42-latka, która do tamtego momentu miała pracę i wiodła normalne życie u boku kochającego ją męża i dwójki dzieci bardzo mocno pożałowała swojej decyzji. Zabieg przyczynił się do wielu przykrych komplikacji. Kobieta zaczęła skarżyć się na silne bóle, a stan jej zdrowia z każdym dniem zaczynał się pogarszać. Lekarze, którzy zajmowali się nią prosili by zachowała spokój i bagatelizowali groźne objawy. Wszystko zmieniło się kiedy znalazła specjalistów, którzy zgodzili się przeprowadzić bardzo ryzykowny zabieg usunięcia implantu.
Kanadyjka przyznała, że nikomu nie życzy tak koszmarnych przeżyć. Przez ostanie 4 lata poruszała się na wózku inwalidzkim. Przyjmowała silne antybiotyki, ogromne ilości środków przeciwbólowych i leków przeciwwymiotnych. Większość swojego czasu spędzała w szpitalach. Miesiąc przed swoją śmiercią Christina opublikowała dramatyczne nagranie, gdzie ze łzami w oczach mówiła, że mimo iż jest młoda to czuje się jakby leżała na łożu śmierci.
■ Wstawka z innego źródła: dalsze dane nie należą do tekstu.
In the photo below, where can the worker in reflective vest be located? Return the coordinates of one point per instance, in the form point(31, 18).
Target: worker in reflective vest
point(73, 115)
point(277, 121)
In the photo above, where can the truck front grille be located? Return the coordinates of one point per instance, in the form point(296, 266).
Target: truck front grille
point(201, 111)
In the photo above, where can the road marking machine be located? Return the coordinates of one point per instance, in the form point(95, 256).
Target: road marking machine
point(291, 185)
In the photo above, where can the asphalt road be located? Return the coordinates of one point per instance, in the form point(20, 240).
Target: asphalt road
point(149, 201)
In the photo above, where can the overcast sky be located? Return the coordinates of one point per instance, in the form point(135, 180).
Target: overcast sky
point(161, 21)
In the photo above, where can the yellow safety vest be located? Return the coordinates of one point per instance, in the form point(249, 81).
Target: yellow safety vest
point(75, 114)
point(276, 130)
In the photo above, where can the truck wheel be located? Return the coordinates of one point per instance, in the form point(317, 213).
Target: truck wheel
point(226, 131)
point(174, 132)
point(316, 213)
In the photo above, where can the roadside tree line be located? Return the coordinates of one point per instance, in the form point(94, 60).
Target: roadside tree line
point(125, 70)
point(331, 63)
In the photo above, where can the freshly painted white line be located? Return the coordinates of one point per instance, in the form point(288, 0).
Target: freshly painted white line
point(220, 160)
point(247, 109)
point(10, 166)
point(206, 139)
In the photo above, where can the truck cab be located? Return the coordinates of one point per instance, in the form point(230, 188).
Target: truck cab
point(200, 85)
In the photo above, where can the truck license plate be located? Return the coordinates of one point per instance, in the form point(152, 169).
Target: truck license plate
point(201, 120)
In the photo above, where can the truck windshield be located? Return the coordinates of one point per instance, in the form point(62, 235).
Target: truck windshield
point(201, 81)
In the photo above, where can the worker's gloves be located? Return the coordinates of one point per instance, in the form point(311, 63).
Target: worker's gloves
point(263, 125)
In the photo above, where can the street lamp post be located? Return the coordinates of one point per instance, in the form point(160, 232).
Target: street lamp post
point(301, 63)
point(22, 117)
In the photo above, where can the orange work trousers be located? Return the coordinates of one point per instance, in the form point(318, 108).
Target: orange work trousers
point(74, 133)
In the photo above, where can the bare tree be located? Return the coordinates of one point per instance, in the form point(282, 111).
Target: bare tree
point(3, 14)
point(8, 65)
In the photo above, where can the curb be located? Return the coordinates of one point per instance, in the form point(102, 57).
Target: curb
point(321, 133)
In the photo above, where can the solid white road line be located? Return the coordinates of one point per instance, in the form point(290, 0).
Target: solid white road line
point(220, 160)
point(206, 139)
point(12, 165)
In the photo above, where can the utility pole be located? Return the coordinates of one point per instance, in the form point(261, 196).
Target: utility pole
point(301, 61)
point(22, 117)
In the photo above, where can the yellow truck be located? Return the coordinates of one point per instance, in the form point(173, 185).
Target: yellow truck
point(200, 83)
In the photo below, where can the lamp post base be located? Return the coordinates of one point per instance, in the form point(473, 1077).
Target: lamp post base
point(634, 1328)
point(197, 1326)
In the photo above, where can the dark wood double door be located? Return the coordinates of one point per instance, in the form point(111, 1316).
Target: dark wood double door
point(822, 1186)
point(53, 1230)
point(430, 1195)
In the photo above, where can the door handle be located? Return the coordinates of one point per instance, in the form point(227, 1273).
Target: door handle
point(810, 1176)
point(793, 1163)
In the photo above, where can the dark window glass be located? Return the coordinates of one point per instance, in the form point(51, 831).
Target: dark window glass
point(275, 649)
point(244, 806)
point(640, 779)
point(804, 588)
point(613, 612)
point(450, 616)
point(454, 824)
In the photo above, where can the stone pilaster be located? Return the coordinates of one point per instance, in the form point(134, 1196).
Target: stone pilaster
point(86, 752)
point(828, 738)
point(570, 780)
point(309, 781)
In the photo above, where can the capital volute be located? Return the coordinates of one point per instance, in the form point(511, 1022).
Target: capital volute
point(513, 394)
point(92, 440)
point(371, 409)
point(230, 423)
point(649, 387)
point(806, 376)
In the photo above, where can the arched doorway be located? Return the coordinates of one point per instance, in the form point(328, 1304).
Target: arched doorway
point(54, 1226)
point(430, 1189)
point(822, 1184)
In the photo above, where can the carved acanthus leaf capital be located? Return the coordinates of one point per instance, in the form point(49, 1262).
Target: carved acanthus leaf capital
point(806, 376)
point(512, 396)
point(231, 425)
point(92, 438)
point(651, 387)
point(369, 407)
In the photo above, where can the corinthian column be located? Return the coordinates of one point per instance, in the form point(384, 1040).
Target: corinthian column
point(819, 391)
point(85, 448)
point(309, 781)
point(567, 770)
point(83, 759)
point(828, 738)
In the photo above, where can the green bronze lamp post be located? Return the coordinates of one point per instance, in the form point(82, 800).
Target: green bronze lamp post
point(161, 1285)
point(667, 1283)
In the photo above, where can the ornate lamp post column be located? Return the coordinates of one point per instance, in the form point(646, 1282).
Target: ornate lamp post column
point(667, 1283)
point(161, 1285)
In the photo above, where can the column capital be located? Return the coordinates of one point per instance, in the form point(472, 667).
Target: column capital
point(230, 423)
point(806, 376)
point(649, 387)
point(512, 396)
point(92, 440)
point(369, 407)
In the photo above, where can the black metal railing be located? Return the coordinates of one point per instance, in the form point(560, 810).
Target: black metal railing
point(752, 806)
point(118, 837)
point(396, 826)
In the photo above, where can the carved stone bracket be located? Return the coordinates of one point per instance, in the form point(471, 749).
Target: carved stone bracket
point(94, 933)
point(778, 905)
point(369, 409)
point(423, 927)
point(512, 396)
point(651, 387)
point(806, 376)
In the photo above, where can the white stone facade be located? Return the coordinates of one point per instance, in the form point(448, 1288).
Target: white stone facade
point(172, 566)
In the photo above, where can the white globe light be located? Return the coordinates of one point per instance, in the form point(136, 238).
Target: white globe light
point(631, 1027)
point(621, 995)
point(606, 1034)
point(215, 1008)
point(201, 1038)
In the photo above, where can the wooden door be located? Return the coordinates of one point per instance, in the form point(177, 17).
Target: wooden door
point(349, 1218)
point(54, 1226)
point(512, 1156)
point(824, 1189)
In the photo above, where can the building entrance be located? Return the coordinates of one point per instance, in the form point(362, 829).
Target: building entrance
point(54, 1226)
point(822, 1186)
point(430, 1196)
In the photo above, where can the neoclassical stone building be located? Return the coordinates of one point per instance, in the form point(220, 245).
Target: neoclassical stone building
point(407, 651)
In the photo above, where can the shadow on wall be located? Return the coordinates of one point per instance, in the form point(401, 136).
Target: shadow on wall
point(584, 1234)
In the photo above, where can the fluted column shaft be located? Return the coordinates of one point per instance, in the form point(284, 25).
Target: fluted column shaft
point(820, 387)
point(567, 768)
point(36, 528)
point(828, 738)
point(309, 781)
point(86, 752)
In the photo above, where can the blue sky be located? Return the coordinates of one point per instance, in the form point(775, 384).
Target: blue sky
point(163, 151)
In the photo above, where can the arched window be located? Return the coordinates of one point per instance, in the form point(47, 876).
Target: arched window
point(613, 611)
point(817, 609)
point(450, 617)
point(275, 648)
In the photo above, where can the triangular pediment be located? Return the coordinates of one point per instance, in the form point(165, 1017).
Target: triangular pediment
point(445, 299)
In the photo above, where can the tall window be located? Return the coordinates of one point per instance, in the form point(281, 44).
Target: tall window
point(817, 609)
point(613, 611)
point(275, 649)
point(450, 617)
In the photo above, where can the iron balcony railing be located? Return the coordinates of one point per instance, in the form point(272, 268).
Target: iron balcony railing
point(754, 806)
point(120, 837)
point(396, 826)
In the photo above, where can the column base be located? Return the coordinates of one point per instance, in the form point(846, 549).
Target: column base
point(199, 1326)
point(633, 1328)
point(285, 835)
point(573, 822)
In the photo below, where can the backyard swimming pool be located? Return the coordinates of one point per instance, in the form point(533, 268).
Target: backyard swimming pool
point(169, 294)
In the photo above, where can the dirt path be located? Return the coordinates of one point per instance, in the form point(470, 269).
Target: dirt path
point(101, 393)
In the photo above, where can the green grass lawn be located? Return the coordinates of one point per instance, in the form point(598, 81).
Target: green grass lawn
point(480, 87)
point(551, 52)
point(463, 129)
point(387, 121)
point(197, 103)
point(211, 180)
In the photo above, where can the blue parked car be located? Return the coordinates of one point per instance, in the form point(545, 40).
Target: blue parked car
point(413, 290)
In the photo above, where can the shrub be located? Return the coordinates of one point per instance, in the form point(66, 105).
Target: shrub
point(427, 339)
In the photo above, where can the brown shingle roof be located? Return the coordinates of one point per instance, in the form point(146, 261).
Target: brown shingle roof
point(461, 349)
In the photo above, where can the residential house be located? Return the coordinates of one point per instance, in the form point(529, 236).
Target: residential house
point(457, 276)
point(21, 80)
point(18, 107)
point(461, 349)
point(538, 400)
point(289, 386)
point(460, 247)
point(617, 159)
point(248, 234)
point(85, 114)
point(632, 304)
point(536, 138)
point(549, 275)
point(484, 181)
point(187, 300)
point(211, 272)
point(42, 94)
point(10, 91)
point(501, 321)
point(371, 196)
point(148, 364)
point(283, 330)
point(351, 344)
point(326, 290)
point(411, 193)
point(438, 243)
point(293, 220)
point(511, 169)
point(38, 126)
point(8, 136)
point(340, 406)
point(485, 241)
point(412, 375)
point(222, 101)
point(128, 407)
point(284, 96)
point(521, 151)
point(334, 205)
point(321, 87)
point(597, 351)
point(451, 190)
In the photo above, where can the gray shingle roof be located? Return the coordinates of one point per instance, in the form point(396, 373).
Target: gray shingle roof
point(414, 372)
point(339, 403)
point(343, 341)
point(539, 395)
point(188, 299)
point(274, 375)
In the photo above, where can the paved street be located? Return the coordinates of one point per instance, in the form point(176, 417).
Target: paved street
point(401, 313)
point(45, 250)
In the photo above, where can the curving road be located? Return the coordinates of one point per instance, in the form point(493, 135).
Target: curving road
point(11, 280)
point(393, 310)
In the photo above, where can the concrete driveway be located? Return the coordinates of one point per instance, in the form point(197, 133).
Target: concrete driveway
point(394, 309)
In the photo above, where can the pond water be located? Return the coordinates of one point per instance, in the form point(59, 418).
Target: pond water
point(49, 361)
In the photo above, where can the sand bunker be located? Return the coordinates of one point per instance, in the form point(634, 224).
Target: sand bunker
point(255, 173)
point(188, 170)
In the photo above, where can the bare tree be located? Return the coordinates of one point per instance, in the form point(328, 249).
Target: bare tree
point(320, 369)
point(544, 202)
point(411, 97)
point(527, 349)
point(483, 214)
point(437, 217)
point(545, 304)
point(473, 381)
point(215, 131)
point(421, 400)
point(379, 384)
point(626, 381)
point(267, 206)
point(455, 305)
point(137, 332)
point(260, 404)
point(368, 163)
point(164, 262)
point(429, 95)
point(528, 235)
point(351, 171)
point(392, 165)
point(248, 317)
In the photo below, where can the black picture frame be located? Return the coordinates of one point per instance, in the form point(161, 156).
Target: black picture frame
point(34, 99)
Wszystko przez feralny implant. Czarny scenariusz 42-latki sprawdził się. Lekarze zdiagnozowali u niej sepsę, a walki o jej życie nie udało się wygrać. Kobieta zmarła 30 listopada po czterech latach od wykonania zabiegu plastyki pochwy z użyciem implantu. Osierociła zrozpaczonego męża i dwójkę małych dzieci.